Motion to re-instate. Clayton Superior Court. Before Judge Banke.
FELTON, Chief Judge.
In Curtis v. Lindsey, 113 Ga. App. 125 (147 SE2d 618), this court reversed the judgment of the trial judge in his order setting aside his judgment of dismissal for want of prosecution and reinstating the case. Prior to the entry of an order by the trial court on the remittitur, the plaintiff (appellee) filed an amendment to his original motion to re-instate the case, alleging substantially as follows: That in September of 1964, plaintiff had substantially amended his petition; that on October 9, plaintiff's counsel and associate counsel had answered the October, 1964, call of the case, which case was then marked, "Continued 1 month"; that plaintiff's associate counsel had observed that the calendar for the November, 1964, term did not show any defense counsel in the case and, concluding from this that the case was noncontested, did not answer the November call; that on November 11, 1964, subsequent to the November 6 call and dismissal for want of prosecution, counsel for both the plaintiff and defendants (appellants) took a deposition of a doctor in connection with the case; that the next notice plaintiff had concerning the case was his receipt of a bill of costs from the Clerk of the Superior Court of Clayton County, dated June 4, 1965, whereupon plaintiff had paid his costs and, on July 2, 1965, filed his motion to re-instate the case. The defendants demurred generally to the motion as amended on the grounds that it fails to set forth any facts sufficient to require the relief sought, that the original motion did not constitute enough to amend by, and that the amendment fails to meet the requirements provided by the court in the prior appeal, Curtis v. Lindsey, supra. The court overruled the defendants' demurrers to the motion as amended, from which judgment they appeal.
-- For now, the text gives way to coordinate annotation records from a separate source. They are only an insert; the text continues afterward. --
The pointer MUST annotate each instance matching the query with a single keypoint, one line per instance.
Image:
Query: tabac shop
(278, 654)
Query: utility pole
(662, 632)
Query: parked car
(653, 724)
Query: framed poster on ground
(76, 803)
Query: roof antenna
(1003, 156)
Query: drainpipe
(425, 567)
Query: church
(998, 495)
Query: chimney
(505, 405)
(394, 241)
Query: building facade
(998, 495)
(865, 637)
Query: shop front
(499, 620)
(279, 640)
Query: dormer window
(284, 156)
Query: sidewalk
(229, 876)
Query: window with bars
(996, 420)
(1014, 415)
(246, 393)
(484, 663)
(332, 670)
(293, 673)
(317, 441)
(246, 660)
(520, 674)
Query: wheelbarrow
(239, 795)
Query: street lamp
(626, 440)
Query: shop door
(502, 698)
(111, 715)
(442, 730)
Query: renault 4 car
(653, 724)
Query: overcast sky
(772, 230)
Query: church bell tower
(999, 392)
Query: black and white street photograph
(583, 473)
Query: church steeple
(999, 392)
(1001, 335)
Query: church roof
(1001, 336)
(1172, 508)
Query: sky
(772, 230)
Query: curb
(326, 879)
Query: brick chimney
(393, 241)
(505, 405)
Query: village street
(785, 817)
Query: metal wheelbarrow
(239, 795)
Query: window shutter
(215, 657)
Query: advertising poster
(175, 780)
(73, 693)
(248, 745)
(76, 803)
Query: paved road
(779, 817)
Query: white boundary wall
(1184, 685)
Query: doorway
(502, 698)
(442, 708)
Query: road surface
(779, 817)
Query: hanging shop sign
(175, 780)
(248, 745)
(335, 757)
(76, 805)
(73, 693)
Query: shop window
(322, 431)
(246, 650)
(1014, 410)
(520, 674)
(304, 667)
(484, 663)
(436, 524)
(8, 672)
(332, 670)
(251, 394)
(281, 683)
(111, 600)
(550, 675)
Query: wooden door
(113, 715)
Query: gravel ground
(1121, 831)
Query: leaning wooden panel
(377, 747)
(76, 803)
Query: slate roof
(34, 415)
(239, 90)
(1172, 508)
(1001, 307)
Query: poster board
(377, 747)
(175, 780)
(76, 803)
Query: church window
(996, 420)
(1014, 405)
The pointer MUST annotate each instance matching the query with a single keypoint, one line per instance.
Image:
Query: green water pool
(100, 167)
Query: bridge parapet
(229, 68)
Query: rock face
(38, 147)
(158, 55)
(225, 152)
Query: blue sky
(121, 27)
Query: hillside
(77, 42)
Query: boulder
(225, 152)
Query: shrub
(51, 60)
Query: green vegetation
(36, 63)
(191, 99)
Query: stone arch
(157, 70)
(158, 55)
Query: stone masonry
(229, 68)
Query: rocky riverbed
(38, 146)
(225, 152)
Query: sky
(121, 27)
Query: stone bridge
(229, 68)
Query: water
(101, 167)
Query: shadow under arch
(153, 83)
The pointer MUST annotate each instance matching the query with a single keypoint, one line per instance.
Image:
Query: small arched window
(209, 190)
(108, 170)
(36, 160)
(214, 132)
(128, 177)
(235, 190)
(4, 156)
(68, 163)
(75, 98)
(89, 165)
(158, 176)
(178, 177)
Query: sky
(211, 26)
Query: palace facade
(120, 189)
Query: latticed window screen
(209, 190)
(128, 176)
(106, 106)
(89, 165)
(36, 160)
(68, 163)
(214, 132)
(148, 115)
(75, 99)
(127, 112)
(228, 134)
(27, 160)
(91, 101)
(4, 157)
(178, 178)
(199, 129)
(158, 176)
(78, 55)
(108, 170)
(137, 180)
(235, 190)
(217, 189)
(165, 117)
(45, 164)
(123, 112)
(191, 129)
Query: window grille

The only substantial additional allegation which the amendment to the original motion contains is that of the taking of the deposition by counsel for both sides after the case had already been dismissed. The fact that counsel for neither side apparently was aware of the order of dismissal could not invalidate the order of dismissal, retroactively or otherwise. Counsel were chargeable with knowledge of all of the developments in the case which they could have ascertained by the exercise of proper diligence, just as in the case of extraordinary motions for new trial. Curtis v. Lindsey, 113 Ga. App. 125, 126, supra, and cit.; Harper v. Mayes, 210 Ga. 183 (78 SE2d 490); Philip Carey Co. v. Sheppard, 19 Ga. App. 368 (91 SE 444); Watkins v. Brizendine, 111 Ga. 458 (36 SE 807); Johnson v. Sikes, 22 Ga. App. 46 (95 SE 469). Plaintiff's counsel, therefore, is presumed to have had knowledge of the order of dismissal, a matter of public record in the case, and nothing which occurred subsequently to the order could be considered as misleading. Furthermore, the affidavit of appellee's associate counsel, on file in the trial court and a part of this record, reveals that he was personally in attendance at the November call of the case, at which time he had the opportunity and the duty of answering and ascertaining the disposition of the case.
The amended motion failed to set forth any facts sufficient to authorize the re-instatement of the case; therefore, the court erred in its judgment overruling the general demurrers to the motion as amended.
Judgment reversed. Frankum and Pannell, JJ., concur.
Ballard & Thigpen, Hutcheson & Kilpatrick, Lee Hutcheson, for appellee.
Greene, Neely, Buckley & DeRieux, James H. Moore, Thomas B. Branch, III, Wallace, Wallace & Driebe, Charles J. Driebe, for appellants.
SUBMITTED SEPTEMBER 9, 1966 -- DECIDED OCTOBER 10, 1966.